Direct immunofluorescence shows strong positivity for (a) IgG1 and (b) C1q without any (c and d) light-chain positivity in the mesangial nodules, GBM, TBM, Bowman's capsule and blood vessels. IgG2, IgG3, IgG4, IgA, IgM and C3 were also negative. (×400 original magnification, fluorescein isothiocyanate-tagged antibodies).

Ultrastructure

Transmission electron microscopy demonstrates the deposition of non-fibrillar, powdery, electron dense deposits along the tubular basement membrane, glomerular basement membrane and blood vessels. The deposits usually form a continuous band on the endothelial aspect of the glomerular basement membrane and on the outer aspect of the tubular basement membrane, facing the interstitum (Figure 3). But unlike amyloid deposits, they do not invade into the lamina densa. Deposits may also be found in the Bowman's capsule. Immunoelectron microscopy can be helpful in difficult cases.

Fig. 3.

(a) Transmission electron microscopy shows the presence of powdery, non-organized, electron dense deposits along the endothelial aspect of the GBM. (b) Similar deposits are also noted in the TBM (×2000 original magnification).

Treatment and outcome

Most patients reported have been treated with pulse methyl prednisolone or with a combination of methyl prednisolone and melphalan. Many patients also received other cytotoxic agents such as cyclophosphamide or chlorambucil, with just an occasional patient having received dexamethasone, thalidomide or bortezomib. Among all 24 cases recorded in the literature to date, just 3 cases responded apparently completely to the treatment given, which included melphalan and methyl prednisolone in 2 cases [29-31] and low-dose steroids in the third [32]. Only one of these cases [30] has been shown to be free of disease 2 years after the initial diagnosis on a follow-up biopsy. Another three cases showed partial improvement of symptoms and laboratory values, one of which was treated with melphalan along with cyclophosphamide [3], another with melphalan alone [33], while the third patient received combination chemotherapy with vincristine, adriamycin and dexamethasone, followed by autologous blood stem cell graft [32]. One patient [6] showed stable disease at 2 years of follow-up despite not receiving any therapy. The remaining 18 of 24 patients failed to show any response to treatment, most of whom received combination of methyl prednisolone with melphalan and/or other chemotherapeutic agents like cyclophosphamide, vincristine, adriamycin, chlorambucil etc. Our patient was treated with thalidomide with dexamethasone, but showed progressive worsening of renal failure and proteinuria at the last follow-up, 8 months after diagnosis. Significant long-term follow-up is unavailable in nearly all cases.

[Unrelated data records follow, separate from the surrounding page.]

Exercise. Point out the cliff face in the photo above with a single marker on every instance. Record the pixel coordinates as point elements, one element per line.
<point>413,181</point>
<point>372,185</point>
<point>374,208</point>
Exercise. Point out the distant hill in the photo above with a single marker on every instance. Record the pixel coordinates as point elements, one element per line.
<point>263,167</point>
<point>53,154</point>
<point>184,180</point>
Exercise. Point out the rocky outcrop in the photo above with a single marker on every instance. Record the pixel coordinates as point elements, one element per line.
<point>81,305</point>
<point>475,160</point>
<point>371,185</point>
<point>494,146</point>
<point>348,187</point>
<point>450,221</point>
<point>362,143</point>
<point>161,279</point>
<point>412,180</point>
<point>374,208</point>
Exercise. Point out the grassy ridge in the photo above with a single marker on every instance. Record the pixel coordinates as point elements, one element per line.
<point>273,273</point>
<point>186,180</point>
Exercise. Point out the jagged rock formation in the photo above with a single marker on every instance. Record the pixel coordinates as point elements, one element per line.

It is possible that the patients who responded completely (clinically as well as pathologically) or partially to treatment were in the initial stages of the disease as suggested by Soma et al. [30]. The response to treatment would probably also depend on the presence of an overt plasma cell dyscrasia. Whether patients with HCDD are poor candidates for renal transplantation is unknown; however, one patient who received renal graft, developed recurrent disease 2½ years post-transplant [34].

Conclusion

In conclusion, HCDD is a rare monoclonal immunoglobulin deposition disorder due to the deposition of abnormal heavy chains with CH1 and VH region abnormalities, which leads to their early secretion from the plasma cells prior to conjugation with light chains. Patients present with renal failure, hypertension and hematuria and have a considerably lesser association with an overt plasma cell dyscrasia. Early diagnosis and treatment might by the key to complete remission of disease with long-standing disease being practically incurable as of today.

Conflict of interest statement. None declared.